Day 45 started well with Cindy’s foot getting a final blessing from a Christian water project volunteer from Albany WA in the internet hut, which built on the solid foundation of the Arusha hotel staff prayers and the support of her Forma Adventure boots, before the run down to Mbeya to set ourselves up for the border crossing into Malawi. The countryside was fairly green and scrubby, with the green-ness supported by the potential for very heavy rain while we were waiting for the support vehicle to show up with the lunch.

 

Rain
Spectacular black clouds, less so when they fell on us riding into Mbeya

Bravery in the face of torrential rain not really our strong suit, we abandoned lunch and headed the remaining distance into Mbeya under severe threat, made worse by Cindy stopping to take selfies with the menacing black cloud behind. Everyone fortunately made it to the hotel before the storm hit. Except us, with rivers running down the road, turned into 3m waves by passing trucks. On arrival into Mbeya, we were as drenched as we could be, and our tender humours were further challenged by gridlocked traffic. After about an hour spent getting 1km down the main street, we finally made it to the hotel and quickly set about turning the room into a drying facility before a dinner and a few warming reds and bed.

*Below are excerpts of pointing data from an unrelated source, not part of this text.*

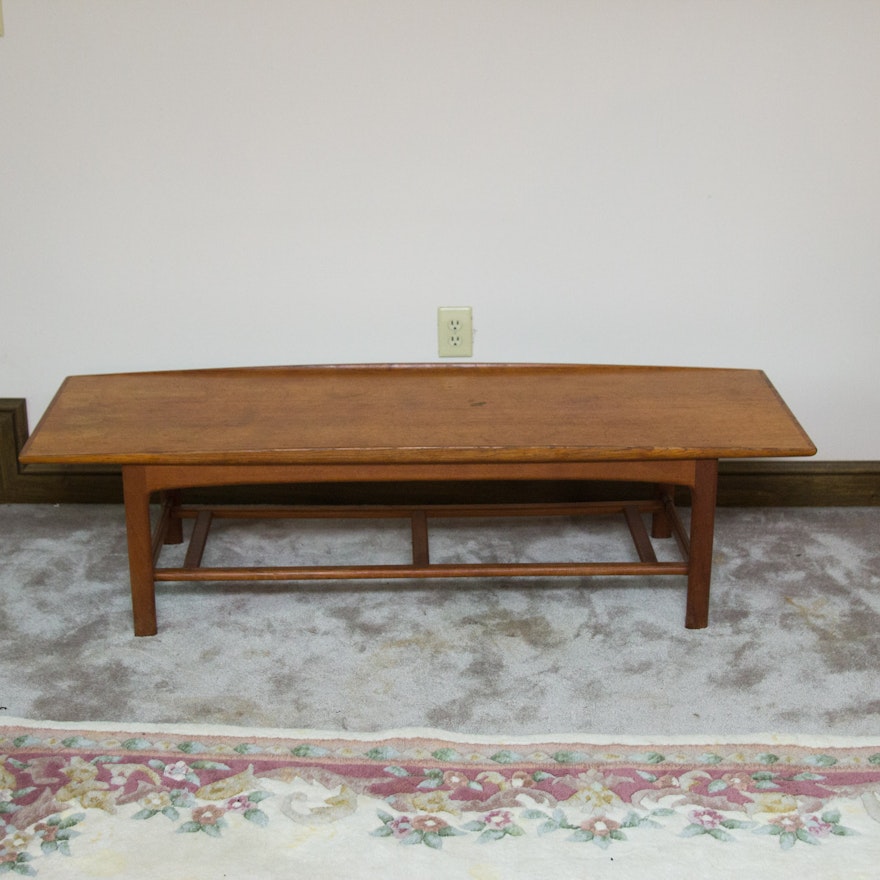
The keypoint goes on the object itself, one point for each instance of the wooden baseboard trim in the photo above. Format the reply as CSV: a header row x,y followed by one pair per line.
x,y
801,483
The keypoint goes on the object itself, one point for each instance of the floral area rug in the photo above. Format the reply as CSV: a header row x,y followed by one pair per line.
x,y
80,800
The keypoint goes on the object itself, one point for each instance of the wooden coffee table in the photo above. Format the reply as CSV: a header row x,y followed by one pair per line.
x,y
662,426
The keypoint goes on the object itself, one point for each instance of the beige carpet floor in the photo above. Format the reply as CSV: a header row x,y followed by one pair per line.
x,y
792,644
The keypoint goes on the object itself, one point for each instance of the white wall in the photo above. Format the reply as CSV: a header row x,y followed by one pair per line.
x,y
232,182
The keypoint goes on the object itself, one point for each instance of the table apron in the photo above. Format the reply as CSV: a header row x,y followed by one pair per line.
x,y
680,472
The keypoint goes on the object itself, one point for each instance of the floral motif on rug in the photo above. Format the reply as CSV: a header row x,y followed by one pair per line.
x,y
75,800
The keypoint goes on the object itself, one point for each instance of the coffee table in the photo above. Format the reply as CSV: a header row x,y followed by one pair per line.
x,y
662,426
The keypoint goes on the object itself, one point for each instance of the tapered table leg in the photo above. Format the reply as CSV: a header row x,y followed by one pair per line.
x,y
140,550
703,496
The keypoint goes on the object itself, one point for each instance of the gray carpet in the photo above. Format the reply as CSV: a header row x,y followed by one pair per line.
x,y
792,644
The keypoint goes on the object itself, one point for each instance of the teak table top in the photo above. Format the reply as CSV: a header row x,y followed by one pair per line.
x,y
415,413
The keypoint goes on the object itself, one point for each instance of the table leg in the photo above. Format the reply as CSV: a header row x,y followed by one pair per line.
x,y
140,550
703,496
174,531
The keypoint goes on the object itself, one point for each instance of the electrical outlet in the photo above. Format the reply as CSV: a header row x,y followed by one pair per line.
x,y
455,331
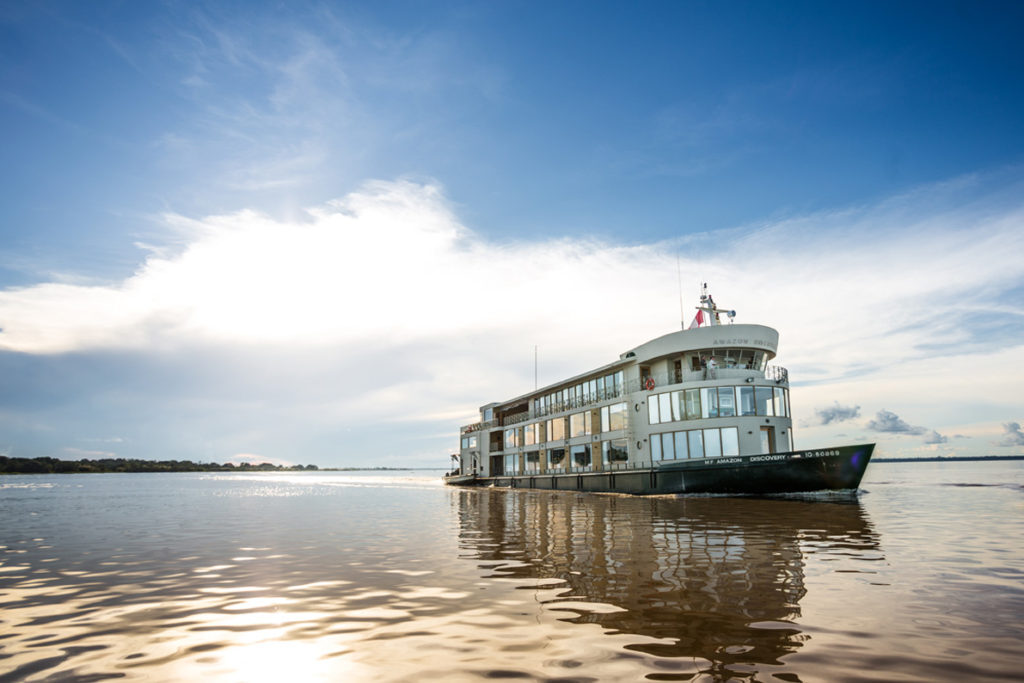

Day 46 was the last of Tanzania. A ride back down the crowded Mbeya main street got us into a touchy mood, slightly moderated after the 110km to the Kasumulu crossing into Malawi by a lot of tea. By the border, we had ridden at total of around 8,600km and about 40° south since leaving Alexandria. The Tanzanian immigration facility was reasonably modern and reasonably quick, and before we could re-consider, we were thrown onto the mercies of Malawi.

tea
Attempted to start a bidding war between Lipton and Twining for this Tanzania tea photo

In summary, Tanzania is a relatively modern African country, and in many ways very similar to Kenya. Cars and motorcycles are dominant, besides the ever-present trucks, and the road conditions everywhere outside the Serengeti and Ngorogoro Crater are quite good. Electricity appeared available in most places, with the exception of the most rural villages and the semi-nomadic Masai. Fuel was very easy to find, and shops and facilities are  modern. The people are great, both religious and secular, and the mix of religions indicates tolerance is the norm. Generally very helpful, and not expecting of reward, it was a pleasant experience interacting with most people and it was nice to be ignored while riding, uncommon further north. The parks and wildlife are incredible and support a huge industry, but Tanzania also has mining, agriculture, and the tourist Mecca of Zanzibar, so definitely a place to visit.


One thought on “Tan-zane-ia, Tan-zan-ia. Tom-ay-toe, Tom-ar-toe.

  1. Would have preferred to see Duncan riding pillion behind Cindy And The Miracle Ankle!

    Wishing godspeed to the new spokes, and Cindy I’m still in awe that you’re riding already.